Table 1.
Endoscopic criteria using narrow-band imaging for diagnosis of gastric intestinal metaplasia
| Ref. | Year | Endoscopy mode | Diagnostic criteria |
Concordance with histopathology |
||
| Sensitivity | Specificity | Accuracy | ||||
| Pimentel-Nunes et al[37] | 2012 | NBI | Regular tubulovillous/ridge glandular pattern | 90% | 81% | 84% |
| Saka et al[36] | 2015 | M-NBI | Tubular/granular mucosa with LBC or WOS | N/A | N/A | 69.1-72.7%1 |
| Pimentel-Nunes et al[39] | 2016 | NBI | Regular tubulovillous/ridge glandular pattern | 87% | 97% | 94% |
| Buxbaum et al[41] | 2017 | NBI | Tubulovillous/ridge pattern and/or LBC | N/A | N/A | 53-65%2 |
| Esposito et al[40] | 2019 | NBI | Regular tubulovillous/ridge glandular pattern | 89.4% | 94.6% | N/A |
| An et al[34] | 2012 | M-NBI | MTB and/or LBC | 72.1-100%3 | 66.0-96.0%3 | 81.7-84.9%3 |
| Savarino et al[33] | 2013 | M-NBI | LBC | 80% | 96% | 93% |
| Kanemitsu et al[35] | 2017 | M-NBI | WOS and/or LBC | 87.5% | 93.8% | 90.0% |
Concordance rate between the M-NBI and histopathology was 69.1% for the antrum and 72.7% for the corpus.

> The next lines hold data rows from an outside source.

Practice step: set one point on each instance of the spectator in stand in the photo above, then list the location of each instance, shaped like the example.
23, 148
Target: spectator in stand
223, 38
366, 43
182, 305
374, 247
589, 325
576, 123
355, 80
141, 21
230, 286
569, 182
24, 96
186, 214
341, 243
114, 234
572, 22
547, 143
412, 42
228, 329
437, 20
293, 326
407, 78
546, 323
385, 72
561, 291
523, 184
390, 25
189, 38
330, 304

Diagnostic yield per-patient and per-site was 65% and 53%, respectively.
MTB and LBC had sensitivities, specificities, and accuracy of 100/72.1%, 66.0/96.0%, and 81.7/84.9%, respectively. NBI: Narrow-band imaging; M-NBI: Magnifying narrow-band imaging; LBC: Light blue crest; WOS: White opaque substance; MTB: Marginal turbid band; N/A: Not applicable.